Air Hockey and Dirty Whores


May 6, 1999




Dave met a very tall, very skinny woman and her gay friend in a bar. The gay friend told Dave that he looks like a Russian porn star (how many of those are there?), and Birdy-Woman was turning and turning and turning the rawhide string tied around Dave’s neck, saying how sexy it was. “It’s just a string,” he told her. “Oh. Maybe it’s your neck that’s sexy, then,” said Miss Subtle. Apparently they were staring and staring into each other’s eyes, and finally he said, “Do you want to go over there and kiss?” She did want to. And then she took him into the ladies’ room and turned off the light. That’s my move! He told her about my stipulation, that if they had sex, they’d have to be near a phone and she’d have to describe everything to me. She was horrified yet (he said) mesmerized. “I . . . I think I’m in love with your girlfriend!” she gasped. Then she showed him her breast.


    

I was upset and jealous. With the Bettie Page girl, it was just a circumstance. She seemed like a nice person, funny and casual and sexy — somebody’s best friend. Whereas with this other one, there was something vicious and lone-wolf about her. It was like she was turning him on — not just the situation. She was taking control and putting her big strong hands all over my territory. Anyway, when they came out of the bathroom, someone had stolen her purse, and she yelled at Dave and it broke the mood; they slept together but didn’t have sex.


    

I only like to picture my boyfriend with women I’d find attractive, and I don’t like his type. He goes for these tall, skinny, almost hardened women. Ones with cruel faces and glasses. The aggressive sort with a sassy gay friend in tow. I see these women as a monstrous, shallow version of me, and I am horrified. I like sweet little soft bunnies for girls, kind of dumb, giggly. Maybe a little drunk. Girls who smell good and do what I say. A nice ass, a good time, a sense of adventure.


    

It’s strange, because he’s having all these experiences and I haven’t had even the tiniest desire to flirt with anyone. I saw my old boyfriend by surprise last week. He looked so fine; he hasn’t changed at all. He was trembling and kind of trying to get away from me, was hostile but at the same time couldn’t stop staring at me. I love that stuff, it makes me feel predatorial. But I had zero will to kiss him. The only stirring I’ve had was when I played air hockey with Melissa Jasper.
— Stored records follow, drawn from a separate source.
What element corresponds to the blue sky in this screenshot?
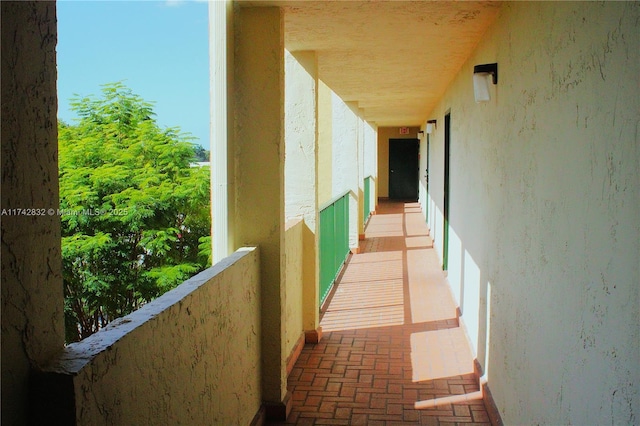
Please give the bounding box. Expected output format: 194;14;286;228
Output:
57;0;209;149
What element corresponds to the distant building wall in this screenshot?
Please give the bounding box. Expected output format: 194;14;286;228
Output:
422;2;640;424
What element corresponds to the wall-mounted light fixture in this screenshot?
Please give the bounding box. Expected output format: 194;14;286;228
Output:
473;64;498;102
427;120;438;134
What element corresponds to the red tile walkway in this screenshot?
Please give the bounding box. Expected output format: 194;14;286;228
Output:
268;203;491;426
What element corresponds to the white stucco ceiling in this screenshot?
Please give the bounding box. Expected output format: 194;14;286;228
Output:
241;0;500;126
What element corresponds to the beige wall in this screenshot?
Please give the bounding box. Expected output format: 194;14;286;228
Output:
0;2;64;425
420;2;640;424
377;127;420;198
33;248;261;426
282;219;304;358
233;7;287;405
318;80;333;205
283;47;319;346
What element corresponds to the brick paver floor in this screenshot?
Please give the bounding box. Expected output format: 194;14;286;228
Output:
268;203;490;426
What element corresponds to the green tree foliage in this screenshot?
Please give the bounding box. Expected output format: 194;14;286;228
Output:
59;83;211;341
192;145;210;162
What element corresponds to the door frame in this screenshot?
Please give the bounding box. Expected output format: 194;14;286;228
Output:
442;110;451;271
388;138;420;200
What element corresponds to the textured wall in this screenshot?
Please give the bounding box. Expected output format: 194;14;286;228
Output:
423;2;640;424
234;7;286;404
41;249;261;426
283;219;304;358
318;80;333;205
1;2;64;425
331;93;362;248
378;127;420;198
284;51;320;334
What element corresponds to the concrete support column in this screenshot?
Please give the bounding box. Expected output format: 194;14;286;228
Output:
0;1;64;425
285;52;321;342
209;0;235;263
234;7;288;419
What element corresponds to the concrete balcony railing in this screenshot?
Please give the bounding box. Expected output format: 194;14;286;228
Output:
30;248;262;425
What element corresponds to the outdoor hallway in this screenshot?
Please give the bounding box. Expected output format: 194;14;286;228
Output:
270;202;490;426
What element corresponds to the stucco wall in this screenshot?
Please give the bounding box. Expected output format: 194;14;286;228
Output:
422;2;640;424
317;80;333;205
284;51;320;334
0;1;64;425
331;92;361;248
363;122;378;211
378;127;420;198
283;219;304;358
233;7;287;405
39;248;261;426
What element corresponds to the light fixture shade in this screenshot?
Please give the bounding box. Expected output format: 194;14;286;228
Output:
473;73;491;102
426;123;433;134
473;63;498;102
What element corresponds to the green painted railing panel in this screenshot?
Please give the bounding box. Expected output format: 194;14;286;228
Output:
320;193;349;304
363;177;371;224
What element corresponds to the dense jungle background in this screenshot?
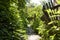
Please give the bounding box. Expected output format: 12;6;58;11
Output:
0;0;60;40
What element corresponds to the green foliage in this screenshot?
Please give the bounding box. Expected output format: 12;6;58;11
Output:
0;0;60;40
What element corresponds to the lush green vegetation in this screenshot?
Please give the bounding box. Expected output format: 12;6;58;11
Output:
0;0;60;40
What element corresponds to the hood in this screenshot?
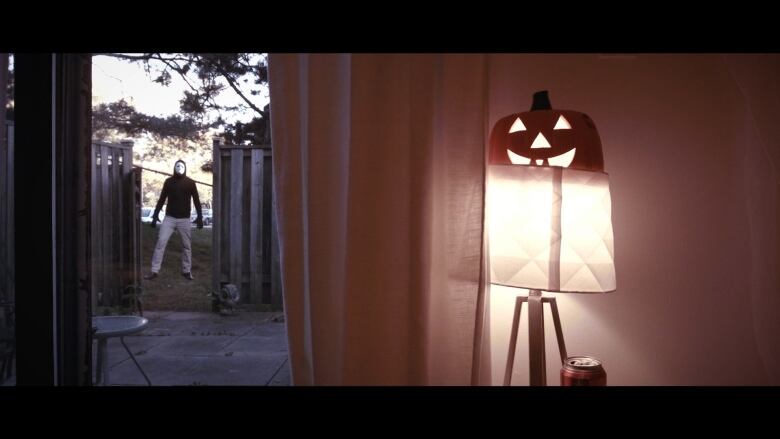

She was calling me “bitch” and “dirty whore.” (I never cared for that language before Dave, but now I can’t hear it without responding down there like Pavlov’s dog.) Melissa’s amazing bosom bounced up and down right over the slot I was concentrating on with all my being, trying to get the flying puck in — but desire never fully took over. When the game was done I drifted off to play video poker, which excited me maybe more than the fulsome decolletage and name-calling had. I cannot seem to get it into my head that Dave is still attracted to other people when I am not. In all my old relationships, I was the wild one, the runaround flirting one. How can someone be better than me at what I’m best at? It’s like a math problem that keeps showing me the wrong answer.


    

So I revoked his privileges. He was on a pay phone at a truck stop in New Mexico when I told him, and he asked me to say it again. He’d gotten an erection from me saying no. I told him all the things he’s not allowed to do and he got more and more excited till he had to hang up because it was getting too obscene (he didn’t have a coat to cover his pants). I’m just glad that Stork-Woman’s purse got stolen, because if that hadn’t happened, other stuff would have. And really thinking about it — the cock that’s between the legs of the man I love, stiff and filled with blood, pushing against that woman, parting her, entering her and actually being inside her — I realized I don’t want that at all. If I’m there and someone wants to touch it, that’s okay, but they don’t get to have it.